Any help would be greatly appreciated

Answered by ErickNavarroD

Feb 25, 2025

I have been troubleshooting this and I finally got the job to run successfully!

I first tried using future.callr::callr instead of multisession, but the job failed too. I got the following error:

Error in `process_initialize(self, private, command, args, stdin, stdout, …`:
! Native call to `processx_exec` failed
Caused by error in `chain_call(c_processx_exec, command, c(command, args), pty, pty_options, …`:
! Cannot fork when running '/usr/local/lib/R/bin/R' (system error -12, Unknown error -12) @unix/processx.c:533 (processx_exec)
---
Backtrace:
 1. RAMEN::lmGE(selected_variables = selected_variables, summarized_methyl_VMR…
 2. foreach::foreach(VMR_i = iterators::iter(selected_variable…

View full answer

HenrikBengtsson · 2025-02-12T04:00:48Z

HenrikBengtsson
Feb 12, 2025
Maintainer

Hi.
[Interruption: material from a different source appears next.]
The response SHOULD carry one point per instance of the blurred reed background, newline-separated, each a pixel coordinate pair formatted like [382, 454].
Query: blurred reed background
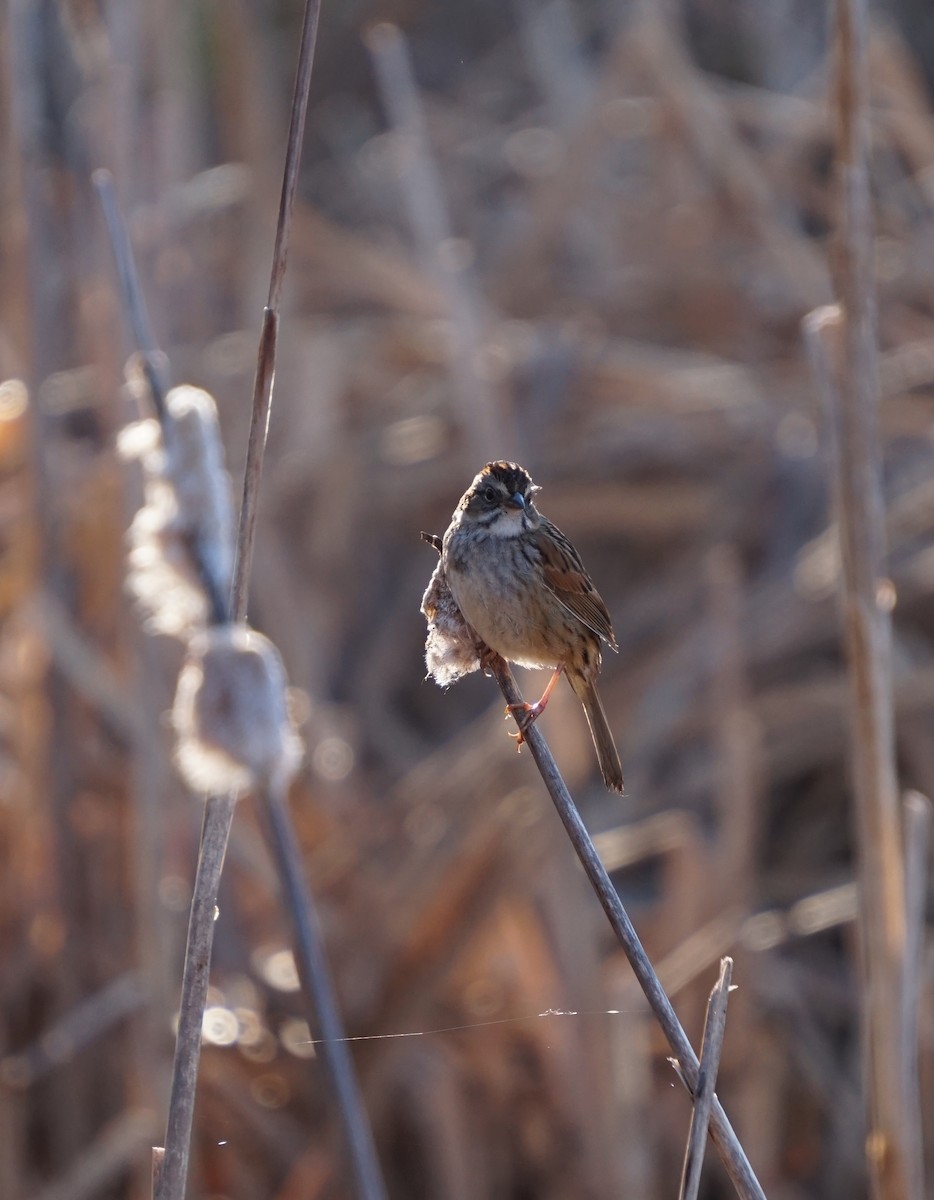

The part of the error message that says "The reason reported was ‘error reading from connection’. Post-mortem diagnostic: No process exists with this PID, i.e. the localhost worker is no longer alive." strongly suggests that the parallel worker was terminated for one reason or the other.

Before anything else, here are some observations for me to reason around this. First, you're using:

future::plan(multisession, workers = 8)

which means you're launching 8 parallel workers on the current machine, i.e. the compute node where Slurm runs your job. This is easier to reason about, compared to, say a set up that parallel across multiple compute nodes. That you use:

#SBATCH --nodes=1

fits this - it tells Slurm you want to get a slot on a single compute node.

Second, you're also specifying:

#SBATCH --cpus-per-task=30

So, technically, your could use up to plan(multisession, workers = 30). But as long as you belong the number of CPUs (=30) that that Slurm allots to you, you should be fine.

Third, I see you request a slot with in total 360 GiB of memory and a runtime of 480 hours = 20 days;

#SBATCH --mem=360G
#SBATCH --time=480:00:00

Fourth, you're specifying:

options(future.globals.onReference = "error")

which means that you rule out most common cases where there is a risk that you're using objects that cannot be transferred to another R process.

Fifth, you're saying "I have ran the script successfully both with sequential and multisession plans interactively in R studio and in an R script in a reduced dataset", which further helps to rule out that you're using non-exportable objects.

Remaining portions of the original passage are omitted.